Publié le 22 janvier 2021
ENVIRONNEMENT
Référendum sur l'article 1er de la Constitution : le Conseil d'Etat estime le projet de loi inutile et dangereux
[Mise à jour le 22/01/21] Alors que le Conseil des ministres a adopté le projet de loi intégrant la protection de l'environnement dans le préambule de la Constitution cette semaine, le Conseil d'Etat vient de rendre un avis au vitriol. L'instance considère que le texte n'apportera rien de nouveau par rapport à la Charte de l'environnement. Il alerte également le gouvernement sur la "quasi-obligation de résultats" qu'implique la rédaction actuelle. Le texte, qui suscite de nombreuses critiques, doit être soumis à référendum.

@CC0
[Mise à jour le 22/01/21] Ce devait être le grand gagnant de la Convention citoyenne pour le climat (CCC), mais le projet de loi réformant la Constitution suscite bien des critiques. Adopté ce mercredi 20 janvier en Conseil des ministres, il prévoit de modifier l’article 1er de la Constitution afin d’y insérer un troisième alinéa formulé ainsi : "La République garantit la préservation de la biodiversité, de l’environnement et lutte contre le dérèglement climatique". Une formulation qui reprend la propositions de la CCC.
Dans un avis (1) qui vient d'être rendu public, le conseil d'Etat, émet plusieurs critiques et rappelle qu'il s'agit là de la 3e tentative du gouvernement pour modifier la Consitution en ce sens en un peu plus de trois ans. D'abord, il estime que "le principe de protection de l’environnement occupe déjà la plus haute place dans la hiérarchie des normes" en étant inscrit dans la Charte de l’environnement de 2005, "laquelle est mentionnée dans le Préambule de la Constitution." Et que l'inscription dans l'article 1er revêt "une portée symbolique" sans lui conférer une quelconque "prééminence d’ordre juridique sur les autres normes constitutionnelles".
Et ce n'est pas fini. Outre le côté inutile du texte, le conseil d'Etat pointe aussi sa dangerosité. "Le projet imposerait aux pouvoirs publics une quasi-obligation de résultat dont les conséquences sur leur action et leur responsabilité risquent d’être plus lourdes et imprévisibles que celles issues (...) de la Charte de l'environnement. Le terme "garantit" ici visé pourrait être remplacé par "préserve", suggère l'instance.
Un référendum dont la tenue est incertaine
Le président du Sénat, le Républicain (LR) Gérard Larcher, a lui aussi indiqué qu’il n’était pas favorable au verbe "garantir" auquel il préfère celui d’"agir" moins contraignant sur les résultats. Il ne souhaite pas non plus une inscription dans le préambule de la constitution, mais plutôt "dans un article au même niveau que d'autres libertés fondamentales, l'égalité entre l'homme et la femme, la liberté d'entreprendre".
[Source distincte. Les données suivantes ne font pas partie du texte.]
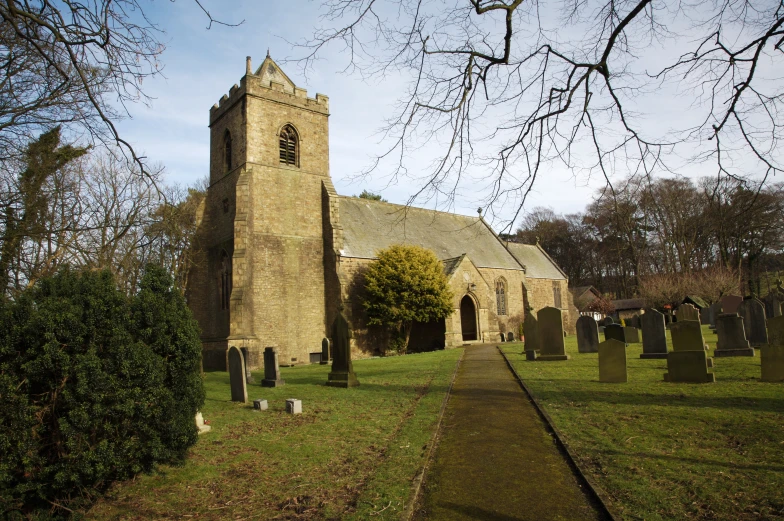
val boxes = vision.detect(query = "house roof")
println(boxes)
[612,298,645,311]
[683,295,710,309]
[340,196,522,270]
[506,242,566,280]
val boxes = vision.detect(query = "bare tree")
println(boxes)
[301,0,784,226]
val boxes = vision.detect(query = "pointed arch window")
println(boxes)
[220,251,231,309]
[280,125,299,166]
[495,279,506,315]
[223,130,232,172]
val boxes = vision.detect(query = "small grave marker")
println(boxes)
[599,338,629,383]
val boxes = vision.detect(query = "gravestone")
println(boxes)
[536,307,569,361]
[721,295,743,313]
[240,347,256,385]
[738,297,768,347]
[261,347,286,387]
[599,338,629,383]
[670,320,705,351]
[763,293,781,318]
[523,308,539,352]
[604,324,626,344]
[577,316,599,353]
[623,326,640,344]
[229,346,248,403]
[640,309,667,359]
[713,313,754,357]
[286,398,302,414]
[664,320,716,383]
[327,304,359,388]
[760,316,784,382]
[319,338,331,365]
[708,302,722,329]
[196,411,212,434]
[675,304,700,322]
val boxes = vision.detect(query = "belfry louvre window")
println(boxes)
[495,280,506,315]
[280,125,299,166]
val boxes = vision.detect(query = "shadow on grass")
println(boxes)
[535,388,784,413]
[596,449,784,472]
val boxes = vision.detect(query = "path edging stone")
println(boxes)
[403,347,465,521]
[500,345,621,521]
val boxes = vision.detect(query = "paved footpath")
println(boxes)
[416,345,605,521]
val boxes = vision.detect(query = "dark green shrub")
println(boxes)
[0,268,204,518]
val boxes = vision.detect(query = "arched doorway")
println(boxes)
[460,295,477,341]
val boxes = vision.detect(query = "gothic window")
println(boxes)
[280,125,299,166]
[220,251,231,309]
[223,130,231,172]
[495,279,506,315]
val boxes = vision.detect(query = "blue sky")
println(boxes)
[112,0,776,229]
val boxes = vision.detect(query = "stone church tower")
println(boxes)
[189,55,334,369]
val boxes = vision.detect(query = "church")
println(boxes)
[187,55,577,370]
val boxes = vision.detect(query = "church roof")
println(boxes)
[507,242,566,280]
[340,196,522,270]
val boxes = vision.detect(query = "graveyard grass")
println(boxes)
[87,349,462,520]
[503,326,784,521]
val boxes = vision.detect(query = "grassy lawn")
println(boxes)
[87,349,462,520]
[504,326,784,521]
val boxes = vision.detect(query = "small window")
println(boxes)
[280,125,298,166]
[223,130,232,172]
[495,279,506,315]
[220,251,231,309]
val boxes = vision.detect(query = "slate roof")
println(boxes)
[340,196,521,270]
[612,298,645,311]
[507,242,566,280]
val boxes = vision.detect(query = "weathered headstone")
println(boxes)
[762,293,782,318]
[623,326,640,344]
[664,320,716,383]
[196,411,212,434]
[713,313,754,357]
[286,398,302,414]
[240,347,256,385]
[675,304,700,322]
[261,347,286,387]
[721,295,743,313]
[577,315,599,353]
[599,338,629,383]
[760,316,784,382]
[320,338,332,365]
[523,308,539,354]
[604,324,626,344]
[708,302,722,329]
[327,305,359,388]
[537,307,569,361]
[229,346,248,403]
[738,297,768,347]
[670,320,705,351]
[640,309,667,359]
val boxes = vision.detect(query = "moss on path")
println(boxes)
[417,345,604,521]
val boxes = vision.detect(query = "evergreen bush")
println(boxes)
[0,266,204,519]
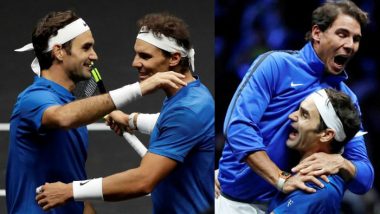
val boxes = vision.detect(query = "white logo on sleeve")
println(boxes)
[288,199,293,207]
[290,82,303,87]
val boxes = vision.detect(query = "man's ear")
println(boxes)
[311,25,322,42]
[169,53,181,67]
[320,128,335,143]
[51,45,65,61]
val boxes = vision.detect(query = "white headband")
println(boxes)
[137,26,195,71]
[310,89,346,142]
[15,18,90,76]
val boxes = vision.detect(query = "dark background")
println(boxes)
[0,0,214,213]
[215,0,380,213]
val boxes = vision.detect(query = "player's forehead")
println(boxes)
[72,30,95,46]
[300,96,319,118]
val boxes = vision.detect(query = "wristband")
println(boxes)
[136,113,160,134]
[109,82,142,109]
[128,112,137,130]
[73,178,103,201]
[276,171,292,192]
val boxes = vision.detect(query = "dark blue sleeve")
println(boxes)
[149,108,202,162]
[343,91,375,194]
[20,90,59,132]
[224,55,279,161]
[343,136,375,194]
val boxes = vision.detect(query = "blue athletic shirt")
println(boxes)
[218,42,374,203]
[6,77,88,214]
[268,175,345,214]
[149,78,215,214]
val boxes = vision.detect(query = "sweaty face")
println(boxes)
[286,97,320,153]
[312,14,361,75]
[63,31,98,82]
[132,39,169,81]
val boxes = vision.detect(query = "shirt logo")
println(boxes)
[288,199,293,207]
[79,180,90,186]
[290,82,303,87]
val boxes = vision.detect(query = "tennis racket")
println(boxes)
[73,63,148,157]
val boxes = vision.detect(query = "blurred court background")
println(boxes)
[0,0,214,213]
[215,0,380,213]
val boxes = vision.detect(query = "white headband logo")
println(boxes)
[137,26,195,71]
[310,89,346,142]
[15,18,90,76]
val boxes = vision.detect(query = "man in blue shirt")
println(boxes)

D’autres dénoncent un jeu politicien en amont de la présidentielle de 2022. Le chef de file des députés LR à l’Assemblée, Damien Abad, craint une "instrumentalisation de l'écologie à des fins politiques" et Jean-Luc Mélenchon (La France Insoumise) a déjà annoncé qu'il voterait "non" au référendum qu'il assimile à une "manipulation". "La grande cause de ce siècle mérite autre chose que des petits calculs politiciens destinés à semer la zizanie à droite et à gauche", commente également Clément Sénéchal, chargé de campagne politiques climatiques pour Greenpeace France.
Si le texte est adopté en des termes identiques par l’Assemblée nationale et par le Sénat, il pourra être soumis à référendum à la rentrée prochaine. Ce serait le premier à être organisé en France depuis 2005, et la victoire du non à la Constitution européenne,. Ce serait bien sûr le premier sur l'écologie. Selon un sondage Ifop publié mercredi 20 janvier dans Le Parisien, 64 % des Français n’iraient pas voter, y voyant "avant tout une manœuvre politique" du chef de l’État. Face à ces constats, le député ex-LREM Matthieu Orphelin propose un vote au Congrès.